The six, including Jean Peyrelevade and Jean Yves Haberer, both former Credit Lyonnais chairmen, were indicted on a range of charges Wednesday, including conspiracy, mail fraud, wire fraud and making false statements to U.S. banking regulators, court documents showed.
The alleged fraud involved a scheme to hide the illegal involvement of Credit Lyonnais, then owned by the French government, in taking over Executive Life Insurance Co., a California insurance company that failed in 1991 after its junk bond portfolio plummeted in value.
At the time, U.S. law prohibited banks from owning insurers and state law banned foreign governments from owning California insurers.
The other former Credit Lyonnais officials named in the indictment were: Francois Gille, a deputy managing director; and Dominique Bazy, an executive committee member.
Jean-Francois Henin, formerly managing director of Credit Lyonnais subsidiary Altus, and Eric Berloty, a partner in a French consulting firm that provided financial services for Altus, were also indicted.
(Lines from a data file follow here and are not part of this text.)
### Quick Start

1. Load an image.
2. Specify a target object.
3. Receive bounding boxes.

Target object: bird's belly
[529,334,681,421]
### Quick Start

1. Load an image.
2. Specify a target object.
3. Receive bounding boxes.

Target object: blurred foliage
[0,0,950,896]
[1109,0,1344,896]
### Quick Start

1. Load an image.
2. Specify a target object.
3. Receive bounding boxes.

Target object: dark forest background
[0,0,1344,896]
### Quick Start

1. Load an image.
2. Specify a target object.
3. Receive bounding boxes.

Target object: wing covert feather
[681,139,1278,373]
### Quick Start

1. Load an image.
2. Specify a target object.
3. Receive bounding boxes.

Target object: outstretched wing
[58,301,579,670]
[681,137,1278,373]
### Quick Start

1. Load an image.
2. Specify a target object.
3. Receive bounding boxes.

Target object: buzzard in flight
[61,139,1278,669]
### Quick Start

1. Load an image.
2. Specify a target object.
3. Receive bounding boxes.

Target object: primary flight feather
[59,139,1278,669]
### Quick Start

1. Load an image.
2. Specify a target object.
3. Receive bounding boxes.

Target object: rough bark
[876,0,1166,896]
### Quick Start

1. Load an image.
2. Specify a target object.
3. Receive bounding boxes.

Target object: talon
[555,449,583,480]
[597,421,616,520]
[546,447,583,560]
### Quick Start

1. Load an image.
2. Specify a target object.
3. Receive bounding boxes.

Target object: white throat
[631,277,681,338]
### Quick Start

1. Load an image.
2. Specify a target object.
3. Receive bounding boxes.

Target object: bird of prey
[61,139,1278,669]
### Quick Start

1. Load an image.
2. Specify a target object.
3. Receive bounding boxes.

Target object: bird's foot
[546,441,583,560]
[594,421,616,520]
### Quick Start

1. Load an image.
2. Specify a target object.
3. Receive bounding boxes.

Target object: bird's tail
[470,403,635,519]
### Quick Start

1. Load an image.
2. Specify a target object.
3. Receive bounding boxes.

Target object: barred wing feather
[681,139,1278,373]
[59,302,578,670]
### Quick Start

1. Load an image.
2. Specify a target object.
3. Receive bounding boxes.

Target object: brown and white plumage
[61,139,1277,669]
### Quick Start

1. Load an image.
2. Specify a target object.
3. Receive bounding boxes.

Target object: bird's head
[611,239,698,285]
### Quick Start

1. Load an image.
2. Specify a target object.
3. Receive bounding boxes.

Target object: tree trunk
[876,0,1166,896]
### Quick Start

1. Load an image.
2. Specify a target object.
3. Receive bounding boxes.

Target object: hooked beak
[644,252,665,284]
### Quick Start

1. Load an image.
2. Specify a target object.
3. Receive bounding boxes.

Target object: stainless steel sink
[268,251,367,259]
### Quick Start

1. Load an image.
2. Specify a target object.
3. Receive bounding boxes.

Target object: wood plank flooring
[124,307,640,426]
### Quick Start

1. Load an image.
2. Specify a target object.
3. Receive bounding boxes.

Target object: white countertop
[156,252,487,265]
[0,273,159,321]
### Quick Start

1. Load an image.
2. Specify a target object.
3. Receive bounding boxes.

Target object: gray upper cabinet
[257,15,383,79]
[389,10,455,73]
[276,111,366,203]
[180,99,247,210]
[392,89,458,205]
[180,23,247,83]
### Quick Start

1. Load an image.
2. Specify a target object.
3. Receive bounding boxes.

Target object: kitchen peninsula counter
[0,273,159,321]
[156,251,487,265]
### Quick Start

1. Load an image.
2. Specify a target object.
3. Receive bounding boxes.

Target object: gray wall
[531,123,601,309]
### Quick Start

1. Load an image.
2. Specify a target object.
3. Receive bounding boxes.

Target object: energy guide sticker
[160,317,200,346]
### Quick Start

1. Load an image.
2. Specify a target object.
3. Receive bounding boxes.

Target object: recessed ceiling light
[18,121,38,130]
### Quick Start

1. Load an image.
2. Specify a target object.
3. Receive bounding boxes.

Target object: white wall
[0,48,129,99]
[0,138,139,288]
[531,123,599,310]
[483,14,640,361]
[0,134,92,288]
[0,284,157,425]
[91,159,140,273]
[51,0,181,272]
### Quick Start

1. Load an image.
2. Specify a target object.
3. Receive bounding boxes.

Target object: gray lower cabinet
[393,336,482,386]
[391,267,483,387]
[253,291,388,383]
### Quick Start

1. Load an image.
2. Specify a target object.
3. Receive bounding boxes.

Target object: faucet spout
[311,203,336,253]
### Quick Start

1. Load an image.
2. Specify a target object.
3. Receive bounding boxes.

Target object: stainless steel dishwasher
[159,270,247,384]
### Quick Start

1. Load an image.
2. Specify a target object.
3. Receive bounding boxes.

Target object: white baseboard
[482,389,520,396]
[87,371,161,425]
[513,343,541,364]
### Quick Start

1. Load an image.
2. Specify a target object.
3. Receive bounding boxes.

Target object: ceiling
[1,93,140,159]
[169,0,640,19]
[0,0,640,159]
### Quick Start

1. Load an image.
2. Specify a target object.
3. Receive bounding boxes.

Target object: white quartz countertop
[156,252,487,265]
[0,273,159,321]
U.S. Attorney Debra Yang also revealed the terms of plea agreements reached with French insurer MAAF and its chairman and managing director, Jean Claude Seys, as well as settlement agreements with billionaire Francois Pinault and his holding company, Artemis S.A.
The French Finance Ministry said earlier this week that it had ratified the $770 million settlement.
Under the agreement, Credit Lyonnais and MAAF will plead guilty to three counts of making false statements to U.S. regulators and will each be placed on three years' probation.
Credit Lyonnais and the French government agency that rescued it after it later ran into financial trouble agreed to pay $575 million in fines.
MAAF's Seys agreed to plead guilty to two charges of concealing information from U.S. regulators. In return, prosecutors agreed to recommend a sentence of five years probation, as well as a fine of about $250,000.
A separate settlement resolved all federal claims against Artemis, Pinault and Artemis director general Patricia Barbizet and others.
Artemis agreed to pay the U.S. government $185 million and Pinault and the others pledged to cooperate in the ongoing investigations. The money will be placed in an escrow account pending resolution of a civil lawsuit filed by the California Department of Insurance.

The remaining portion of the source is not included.